In response to the damage and destabilization created by the financial crisis and its continuing fallout as well as other destabilizing events in the non-financial world, companies are increasing their attention on risk management. But having, or implementing, a risk management program does not necessarily mean your company is managing risk, witness JPMorgan, a firm with the reputation for having the best risk management among the investment banks. This webinar discusses the dangers of focusing on risk management instead of actually managing risk. It addresses the natural tendency to focus risk management plans on obvious and known risks, i.e., insurance related risks, regulatory compliance, credit risk, reputation risk, known natural disasters – flood, earthquakes, tornadoes, while failing to account for the “transparent vulnerabilities” – the less visible threats that can generate not only high-impact but systemic and cascading impact.
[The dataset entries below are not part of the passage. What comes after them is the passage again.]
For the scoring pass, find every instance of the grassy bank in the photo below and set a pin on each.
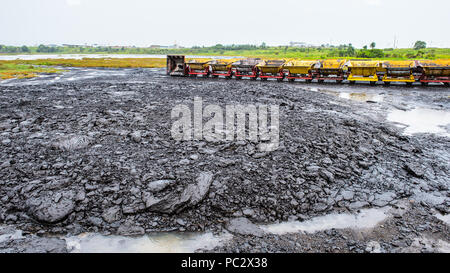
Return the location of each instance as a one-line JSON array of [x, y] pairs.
[[322, 52], [31, 68], [21, 71]]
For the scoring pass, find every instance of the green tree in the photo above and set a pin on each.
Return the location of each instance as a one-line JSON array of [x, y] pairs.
[[420, 45]]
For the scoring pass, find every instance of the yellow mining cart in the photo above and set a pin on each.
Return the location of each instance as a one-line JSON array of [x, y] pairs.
[[221, 68], [364, 71], [434, 71], [198, 67], [300, 69], [331, 70], [246, 68], [398, 71], [271, 69]]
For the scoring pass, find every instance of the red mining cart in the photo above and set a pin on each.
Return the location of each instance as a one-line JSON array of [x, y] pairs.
[[198, 67], [331, 70], [434, 71], [246, 68], [221, 68], [176, 65], [271, 69], [299, 69]]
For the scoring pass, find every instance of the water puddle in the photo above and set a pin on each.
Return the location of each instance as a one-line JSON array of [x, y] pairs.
[[168, 242], [421, 120], [354, 96], [367, 218], [362, 97]]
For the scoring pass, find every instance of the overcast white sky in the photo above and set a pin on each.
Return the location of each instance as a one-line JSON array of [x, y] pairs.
[[209, 22]]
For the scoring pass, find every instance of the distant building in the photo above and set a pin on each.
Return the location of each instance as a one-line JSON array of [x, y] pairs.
[[300, 44]]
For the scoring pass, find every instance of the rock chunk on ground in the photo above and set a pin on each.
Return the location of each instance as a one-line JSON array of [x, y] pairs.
[[46, 209], [243, 226], [192, 195]]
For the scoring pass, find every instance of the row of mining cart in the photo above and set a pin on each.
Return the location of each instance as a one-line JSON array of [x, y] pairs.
[[371, 71]]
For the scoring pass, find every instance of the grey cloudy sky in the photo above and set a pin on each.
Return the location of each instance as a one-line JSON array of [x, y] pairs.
[[208, 22]]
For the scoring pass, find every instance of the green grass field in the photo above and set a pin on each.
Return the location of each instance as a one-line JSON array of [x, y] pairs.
[[342, 51]]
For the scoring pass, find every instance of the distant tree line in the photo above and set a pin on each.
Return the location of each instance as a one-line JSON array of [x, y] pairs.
[[323, 51]]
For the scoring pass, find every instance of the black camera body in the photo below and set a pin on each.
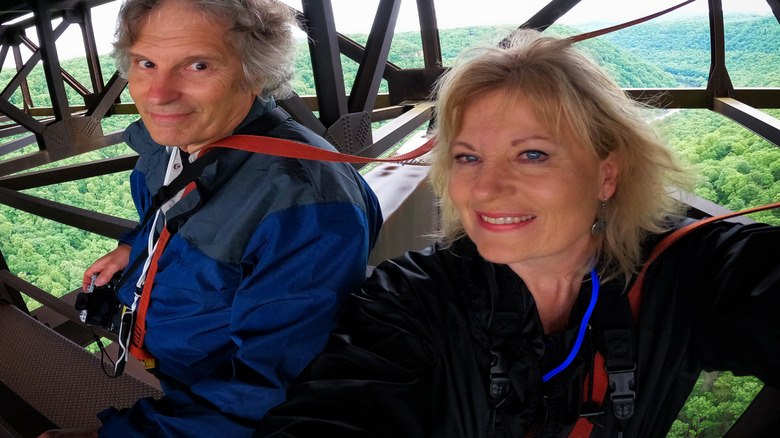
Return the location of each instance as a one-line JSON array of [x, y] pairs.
[[100, 305]]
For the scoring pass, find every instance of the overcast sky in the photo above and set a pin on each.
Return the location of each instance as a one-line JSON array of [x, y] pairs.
[[356, 16]]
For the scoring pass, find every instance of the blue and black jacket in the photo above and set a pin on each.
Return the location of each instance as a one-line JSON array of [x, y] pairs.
[[246, 291]]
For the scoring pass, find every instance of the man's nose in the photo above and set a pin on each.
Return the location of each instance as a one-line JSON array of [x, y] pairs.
[[163, 87]]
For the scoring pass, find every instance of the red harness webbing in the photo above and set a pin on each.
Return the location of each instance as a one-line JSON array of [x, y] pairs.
[[583, 427], [137, 347]]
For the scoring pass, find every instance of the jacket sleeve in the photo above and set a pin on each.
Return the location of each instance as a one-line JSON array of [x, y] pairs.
[[298, 266], [375, 370], [728, 277]]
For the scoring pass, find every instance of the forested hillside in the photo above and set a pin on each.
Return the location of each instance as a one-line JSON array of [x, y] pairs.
[[737, 168]]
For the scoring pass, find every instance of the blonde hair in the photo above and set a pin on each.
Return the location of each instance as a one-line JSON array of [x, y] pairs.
[[571, 95]]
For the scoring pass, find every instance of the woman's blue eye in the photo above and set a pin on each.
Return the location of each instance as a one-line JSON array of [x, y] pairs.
[[533, 155], [465, 158]]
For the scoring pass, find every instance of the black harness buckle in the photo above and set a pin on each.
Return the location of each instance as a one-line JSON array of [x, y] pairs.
[[622, 393]]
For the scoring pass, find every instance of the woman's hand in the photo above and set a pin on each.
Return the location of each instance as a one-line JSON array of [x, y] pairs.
[[107, 266]]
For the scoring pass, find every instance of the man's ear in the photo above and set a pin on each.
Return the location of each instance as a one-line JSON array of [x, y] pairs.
[[609, 169]]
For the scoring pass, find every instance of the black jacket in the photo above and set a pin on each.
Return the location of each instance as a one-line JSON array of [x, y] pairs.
[[412, 355]]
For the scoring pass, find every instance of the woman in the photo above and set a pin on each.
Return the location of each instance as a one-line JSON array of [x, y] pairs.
[[553, 192]]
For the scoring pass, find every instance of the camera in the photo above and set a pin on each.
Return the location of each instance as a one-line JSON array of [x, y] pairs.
[[100, 305]]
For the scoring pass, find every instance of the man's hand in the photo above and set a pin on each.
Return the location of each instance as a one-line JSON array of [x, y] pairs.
[[69, 433], [107, 266]]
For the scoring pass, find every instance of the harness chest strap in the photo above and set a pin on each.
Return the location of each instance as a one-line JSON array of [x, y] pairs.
[[136, 347], [601, 378]]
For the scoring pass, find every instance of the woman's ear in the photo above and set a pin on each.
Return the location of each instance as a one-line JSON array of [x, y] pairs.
[[609, 170]]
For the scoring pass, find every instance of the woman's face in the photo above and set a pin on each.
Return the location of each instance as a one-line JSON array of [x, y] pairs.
[[525, 197]]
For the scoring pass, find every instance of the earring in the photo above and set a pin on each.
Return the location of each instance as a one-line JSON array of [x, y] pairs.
[[601, 223]]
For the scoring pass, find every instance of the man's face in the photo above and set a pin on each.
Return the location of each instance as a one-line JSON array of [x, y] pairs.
[[186, 81]]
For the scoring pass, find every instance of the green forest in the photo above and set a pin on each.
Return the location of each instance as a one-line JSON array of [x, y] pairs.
[[735, 168]]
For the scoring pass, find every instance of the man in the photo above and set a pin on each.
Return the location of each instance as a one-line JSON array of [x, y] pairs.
[[262, 250]]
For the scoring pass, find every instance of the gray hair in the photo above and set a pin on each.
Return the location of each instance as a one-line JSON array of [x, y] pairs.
[[260, 31]]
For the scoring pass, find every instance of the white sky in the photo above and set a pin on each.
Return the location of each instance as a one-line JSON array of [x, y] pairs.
[[356, 16]]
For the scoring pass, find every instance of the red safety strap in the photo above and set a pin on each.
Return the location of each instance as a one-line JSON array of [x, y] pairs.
[[291, 149], [583, 427], [137, 347]]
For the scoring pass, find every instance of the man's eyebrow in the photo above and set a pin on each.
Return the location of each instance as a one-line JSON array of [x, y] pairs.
[[189, 59]]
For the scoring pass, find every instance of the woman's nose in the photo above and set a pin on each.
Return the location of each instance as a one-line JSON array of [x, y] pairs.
[[492, 181]]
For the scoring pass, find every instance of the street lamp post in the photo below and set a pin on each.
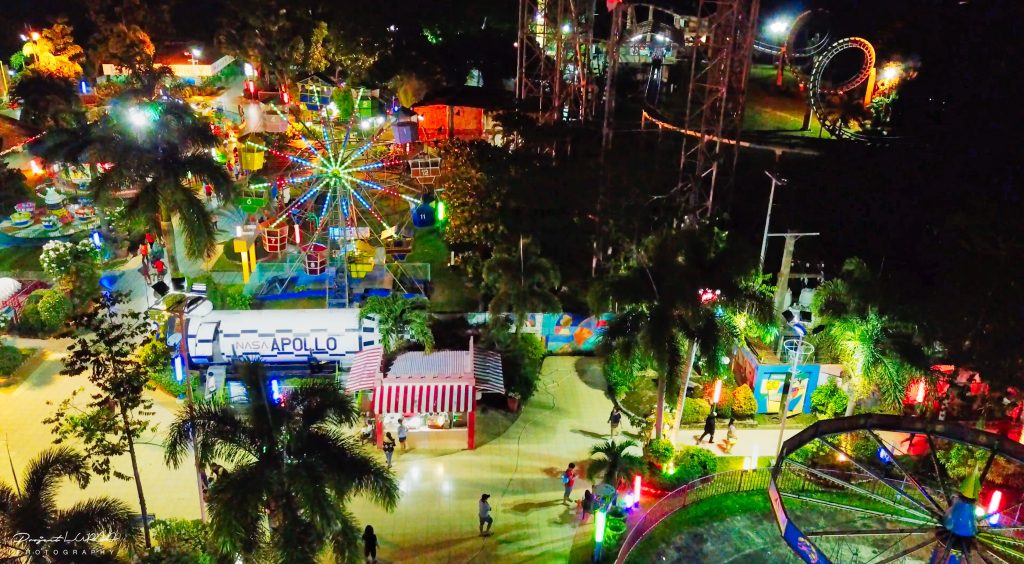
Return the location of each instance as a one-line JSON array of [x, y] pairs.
[[778, 29], [775, 180]]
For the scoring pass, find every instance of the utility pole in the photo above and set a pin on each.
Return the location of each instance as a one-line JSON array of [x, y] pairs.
[[782, 287], [775, 180]]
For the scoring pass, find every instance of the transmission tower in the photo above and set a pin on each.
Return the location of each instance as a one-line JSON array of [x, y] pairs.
[[721, 62], [554, 68]]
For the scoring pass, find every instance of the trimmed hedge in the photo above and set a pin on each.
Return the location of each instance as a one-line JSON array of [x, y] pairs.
[[695, 410], [743, 404], [689, 464], [828, 400], [660, 450]]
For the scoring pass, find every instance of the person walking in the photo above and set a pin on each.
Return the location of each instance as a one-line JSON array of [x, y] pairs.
[[614, 419], [709, 428], [586, 507], [388, 447], [568, 480], [161, 268], [730, 436], [484, 513], [370, 545], [402, 433]]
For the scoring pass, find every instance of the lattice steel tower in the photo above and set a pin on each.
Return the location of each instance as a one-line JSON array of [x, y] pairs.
[[554, 68], [721, 62]]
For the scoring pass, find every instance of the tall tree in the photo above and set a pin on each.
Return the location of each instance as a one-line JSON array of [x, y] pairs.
[[667, 308], [160, 154], [398, 318], [293, 468], [522, 282], [118, 413], [47, 100], [877, 350], [54, 52], [29, 511], [614, 464]]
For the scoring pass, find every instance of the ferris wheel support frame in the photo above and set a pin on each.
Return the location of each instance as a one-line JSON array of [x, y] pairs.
[[801, 541]]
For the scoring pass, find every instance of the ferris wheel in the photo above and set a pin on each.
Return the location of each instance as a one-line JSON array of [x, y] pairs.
[[344, 200], [880, 488]]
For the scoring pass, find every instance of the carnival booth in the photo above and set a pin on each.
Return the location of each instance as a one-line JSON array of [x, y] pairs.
[[434, 393]]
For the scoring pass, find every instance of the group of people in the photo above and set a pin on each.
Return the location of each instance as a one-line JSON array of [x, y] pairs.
[[389, 441], [154, 268]]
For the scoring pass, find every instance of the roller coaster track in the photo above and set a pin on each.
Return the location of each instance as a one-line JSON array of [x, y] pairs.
[[648, 114]]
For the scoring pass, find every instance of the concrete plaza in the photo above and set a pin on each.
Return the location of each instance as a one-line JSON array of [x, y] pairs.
[[518, 465]]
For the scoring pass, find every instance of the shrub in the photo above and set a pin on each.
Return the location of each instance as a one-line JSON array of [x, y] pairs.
[[235, 297], [180, 540], [812, 453], [30, 322], [623, 375], [660, 450], [695, 410], [75, 268], [10, 359], [54, 308], [828, 400], [724, 400], [743, 404], [692, 463], [689, 464]]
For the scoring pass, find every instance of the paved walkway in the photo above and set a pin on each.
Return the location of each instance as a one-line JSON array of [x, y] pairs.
[[436, 518], [169, 492]]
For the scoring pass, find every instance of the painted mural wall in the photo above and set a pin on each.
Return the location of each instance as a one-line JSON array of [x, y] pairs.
[[766, 380]]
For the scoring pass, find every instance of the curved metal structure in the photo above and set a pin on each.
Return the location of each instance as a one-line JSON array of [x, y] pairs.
[[878, 488], [787, 49], [822, 61]]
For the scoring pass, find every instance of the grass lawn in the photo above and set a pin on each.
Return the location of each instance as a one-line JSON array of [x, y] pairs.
[[794, 422], [726, 526], [451, 293], [772, 110], [14, 259]]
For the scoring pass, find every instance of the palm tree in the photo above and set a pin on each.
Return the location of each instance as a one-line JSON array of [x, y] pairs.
[[522, 283], [665, 311], [293, 467], [160, 154], [877, 350], [32, 513], [398, 316], [614, 464]]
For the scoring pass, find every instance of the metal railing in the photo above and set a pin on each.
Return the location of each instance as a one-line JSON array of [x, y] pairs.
[[724, 482]]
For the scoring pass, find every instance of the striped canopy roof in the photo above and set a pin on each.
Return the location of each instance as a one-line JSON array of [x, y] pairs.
[[480, 367], [366, 370]]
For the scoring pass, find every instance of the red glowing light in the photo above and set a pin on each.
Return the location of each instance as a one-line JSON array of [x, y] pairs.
[[708, 295]]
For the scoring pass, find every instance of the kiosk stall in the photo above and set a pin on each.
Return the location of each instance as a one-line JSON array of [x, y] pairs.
[[435, 393]]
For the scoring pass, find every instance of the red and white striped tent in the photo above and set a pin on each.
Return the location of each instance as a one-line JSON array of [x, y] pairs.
[[424, 383]]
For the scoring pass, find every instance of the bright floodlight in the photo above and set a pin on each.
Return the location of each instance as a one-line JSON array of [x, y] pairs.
[[778, 27], [138, 118]]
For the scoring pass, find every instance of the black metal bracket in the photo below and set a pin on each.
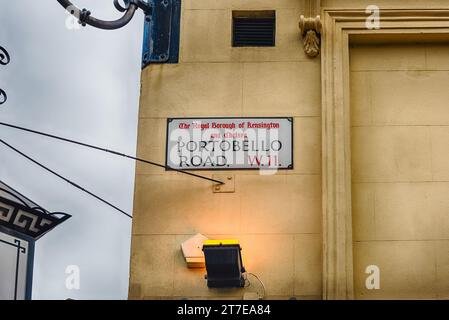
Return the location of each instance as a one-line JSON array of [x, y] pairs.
[[161, 33], [4, 60], [129, 7]]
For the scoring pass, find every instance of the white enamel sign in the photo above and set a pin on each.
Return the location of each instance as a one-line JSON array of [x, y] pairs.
[[229, 143]]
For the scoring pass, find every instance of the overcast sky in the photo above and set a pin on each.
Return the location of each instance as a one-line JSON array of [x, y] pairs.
[[84, 85]]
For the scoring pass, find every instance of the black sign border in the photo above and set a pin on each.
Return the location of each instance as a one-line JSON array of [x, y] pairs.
[[290, 167]]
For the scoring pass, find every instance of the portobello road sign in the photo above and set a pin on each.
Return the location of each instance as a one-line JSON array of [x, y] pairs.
[[229, 143]]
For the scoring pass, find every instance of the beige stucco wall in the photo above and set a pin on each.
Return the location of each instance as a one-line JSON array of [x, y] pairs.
[[400, 169], [276, 218]]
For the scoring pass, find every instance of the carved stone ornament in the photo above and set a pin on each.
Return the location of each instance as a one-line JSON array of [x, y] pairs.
[[310, 32]]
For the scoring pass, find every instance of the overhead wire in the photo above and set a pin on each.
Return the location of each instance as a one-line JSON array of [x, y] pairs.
[[60, 176]]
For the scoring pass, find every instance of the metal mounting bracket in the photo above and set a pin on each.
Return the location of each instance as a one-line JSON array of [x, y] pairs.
[[161, 34]]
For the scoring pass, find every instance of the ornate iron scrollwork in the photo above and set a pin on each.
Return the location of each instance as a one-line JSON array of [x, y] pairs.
[[4, 60], [129, 7]]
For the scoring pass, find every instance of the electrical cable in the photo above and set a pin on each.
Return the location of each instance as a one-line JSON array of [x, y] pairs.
[[260, 281], [64, 178], [108, 151]]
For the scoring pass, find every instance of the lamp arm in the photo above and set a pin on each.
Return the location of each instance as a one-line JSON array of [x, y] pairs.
[[85, 17]]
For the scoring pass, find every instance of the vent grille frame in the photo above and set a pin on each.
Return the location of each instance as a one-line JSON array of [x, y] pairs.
[[254, 29]]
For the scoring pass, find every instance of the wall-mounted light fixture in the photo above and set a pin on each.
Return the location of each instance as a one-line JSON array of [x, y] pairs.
[[224, 264]]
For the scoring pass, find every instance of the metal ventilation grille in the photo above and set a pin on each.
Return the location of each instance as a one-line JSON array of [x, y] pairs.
[[254, 31]]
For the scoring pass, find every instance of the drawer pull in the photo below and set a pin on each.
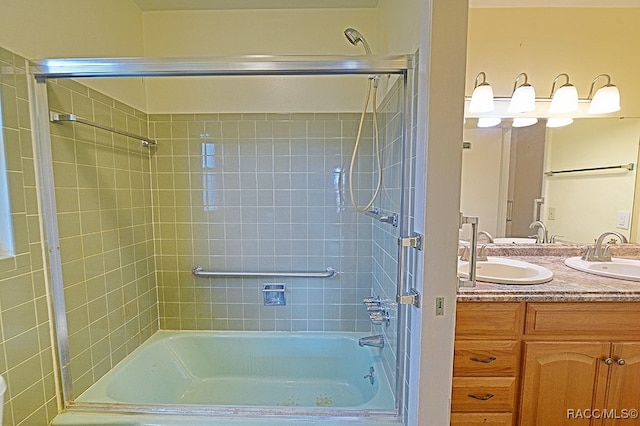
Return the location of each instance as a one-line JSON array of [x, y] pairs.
[[484, 397], [483, 360]]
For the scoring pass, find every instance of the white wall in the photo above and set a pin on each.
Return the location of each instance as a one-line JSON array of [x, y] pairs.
[[38, 29], [544, 42], [586, 203]]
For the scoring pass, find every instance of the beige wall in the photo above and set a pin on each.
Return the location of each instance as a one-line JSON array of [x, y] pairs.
[[70, 28], [544, 42], [252, 32], [484, 170]]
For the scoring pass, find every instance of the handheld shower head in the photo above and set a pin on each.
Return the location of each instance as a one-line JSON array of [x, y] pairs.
[[355, 37]]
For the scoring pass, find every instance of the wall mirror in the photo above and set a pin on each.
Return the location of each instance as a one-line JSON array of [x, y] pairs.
[[579, 180]]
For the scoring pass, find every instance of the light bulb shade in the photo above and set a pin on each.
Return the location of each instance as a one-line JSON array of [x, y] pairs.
[[606, 99], [559, 121], [482, 99], [484, 122], [564, 100], [523, 99], [524, 121]]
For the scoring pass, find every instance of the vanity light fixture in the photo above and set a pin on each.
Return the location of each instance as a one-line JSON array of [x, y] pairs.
[[524, 121], [482, 97], [606, 99], [559, 121], [484, 122], [523, 98], [565, 98]]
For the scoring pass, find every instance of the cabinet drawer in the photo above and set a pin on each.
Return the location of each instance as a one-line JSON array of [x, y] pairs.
[[582, 320], [491, 319], [480, 394], [486, 358], [481, 419]]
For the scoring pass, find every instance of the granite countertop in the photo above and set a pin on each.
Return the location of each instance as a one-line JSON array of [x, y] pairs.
[[568, 285]]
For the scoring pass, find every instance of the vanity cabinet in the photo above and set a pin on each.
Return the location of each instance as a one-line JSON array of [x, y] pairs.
[[486, 363], [581, 364], [546, 363]]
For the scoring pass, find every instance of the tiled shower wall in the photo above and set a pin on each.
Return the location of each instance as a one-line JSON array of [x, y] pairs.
[[261, 192], [385, 237], [26, 355], [104, 202]]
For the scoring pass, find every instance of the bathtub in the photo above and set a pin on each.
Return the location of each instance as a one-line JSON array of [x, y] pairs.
[[248, 369]]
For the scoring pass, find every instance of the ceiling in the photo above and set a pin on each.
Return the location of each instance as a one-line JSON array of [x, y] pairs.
[[155, 5], [553, 3], [158, 5]]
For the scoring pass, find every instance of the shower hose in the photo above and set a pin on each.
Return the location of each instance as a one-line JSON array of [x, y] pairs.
[[372, 86]]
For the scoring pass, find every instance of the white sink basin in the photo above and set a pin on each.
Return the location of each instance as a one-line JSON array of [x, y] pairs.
[[514, 240], [624, 269], [500, 270]]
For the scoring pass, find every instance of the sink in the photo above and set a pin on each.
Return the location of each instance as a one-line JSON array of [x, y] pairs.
[[500, 270], [514, 240], [624, 269]]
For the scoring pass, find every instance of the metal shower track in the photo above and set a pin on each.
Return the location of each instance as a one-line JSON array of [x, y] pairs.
[[254, 65]]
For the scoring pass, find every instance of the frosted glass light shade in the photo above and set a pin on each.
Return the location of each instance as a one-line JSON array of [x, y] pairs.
[[524, 121], [564, 100], [606, 99], [482, 99], [488, 121], [559, 121], [523, 99]]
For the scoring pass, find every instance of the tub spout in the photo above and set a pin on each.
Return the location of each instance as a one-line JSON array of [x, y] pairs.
[[375, 341]]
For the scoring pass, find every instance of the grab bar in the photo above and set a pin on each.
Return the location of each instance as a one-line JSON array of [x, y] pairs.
[[623, 167], [199, 271], [378, 214], [54, 117]]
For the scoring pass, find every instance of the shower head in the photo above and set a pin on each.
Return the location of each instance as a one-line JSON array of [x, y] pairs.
[[355, 37]]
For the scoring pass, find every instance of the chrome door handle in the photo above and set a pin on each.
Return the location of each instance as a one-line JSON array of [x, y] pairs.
[[483, 360]]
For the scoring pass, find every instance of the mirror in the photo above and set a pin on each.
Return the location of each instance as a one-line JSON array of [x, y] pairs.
[[507, 178]]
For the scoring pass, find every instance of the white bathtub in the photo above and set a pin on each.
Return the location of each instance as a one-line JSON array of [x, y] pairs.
[[254, 369]]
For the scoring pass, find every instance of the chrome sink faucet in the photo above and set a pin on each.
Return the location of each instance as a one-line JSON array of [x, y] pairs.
[[599, 254], [544, 238]]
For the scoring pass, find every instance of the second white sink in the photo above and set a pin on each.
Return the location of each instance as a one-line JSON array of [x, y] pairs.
[[500, 270], [625, 269]]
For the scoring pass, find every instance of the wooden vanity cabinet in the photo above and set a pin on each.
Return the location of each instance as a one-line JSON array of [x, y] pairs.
[[546, 364], [486, 363]]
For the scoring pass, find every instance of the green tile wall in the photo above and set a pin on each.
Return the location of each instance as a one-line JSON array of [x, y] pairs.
[[105, 220], [26, 356], [261, 192]]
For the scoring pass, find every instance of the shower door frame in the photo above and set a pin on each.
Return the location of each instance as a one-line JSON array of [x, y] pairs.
[[253, 65]]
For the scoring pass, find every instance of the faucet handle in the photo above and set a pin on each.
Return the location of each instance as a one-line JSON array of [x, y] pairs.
[[466, 254], [482, 253], [588, 254]]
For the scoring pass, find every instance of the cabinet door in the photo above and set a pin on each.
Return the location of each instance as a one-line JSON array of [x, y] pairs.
[[623, 397], [561, 380], [481, 419]]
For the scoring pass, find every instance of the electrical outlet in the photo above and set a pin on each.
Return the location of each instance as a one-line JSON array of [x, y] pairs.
[[439, 306], [622, 220], [552, 213]]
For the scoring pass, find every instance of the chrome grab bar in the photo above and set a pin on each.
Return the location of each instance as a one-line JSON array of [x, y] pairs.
[[199, 271], [54, 117]]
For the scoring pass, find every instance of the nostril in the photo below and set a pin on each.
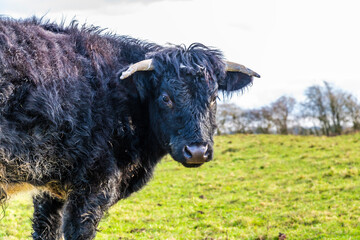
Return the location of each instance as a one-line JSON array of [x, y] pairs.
[[187, 152]]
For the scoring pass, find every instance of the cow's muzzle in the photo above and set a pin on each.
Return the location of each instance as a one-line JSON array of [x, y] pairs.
[[196, 154]]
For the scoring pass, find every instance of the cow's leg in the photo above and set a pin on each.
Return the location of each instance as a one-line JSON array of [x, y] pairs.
[[83, 212], [47, 217]]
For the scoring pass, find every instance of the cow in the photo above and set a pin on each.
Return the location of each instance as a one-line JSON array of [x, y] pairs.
[[86, 115]]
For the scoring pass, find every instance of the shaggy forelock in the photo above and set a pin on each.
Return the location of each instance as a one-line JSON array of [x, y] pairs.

The webinar considers 12 areas (i.e., Sovereign debt, Infrastructure Decay, etc.) as examples of transparent vulnerabilities that are not being addressed sufficiently and presents several scenarios of how not addressing these risk areas can develop into a crisis that could impact your organization. Finally, it offers five critical things every CEO needs to do to ensure their organization is effectively managing risk instead of just going through the motions of a risk management program.
Main points covered:
Risk and limitations of knowledge
What’s missing from Risk Management?
Outsmarting the future
Presenter:
This session was presented by Geary Sikich, the principle of Logical Management Systems Corporation. He has written over 275 academic and applied papers which have appeared in international journals.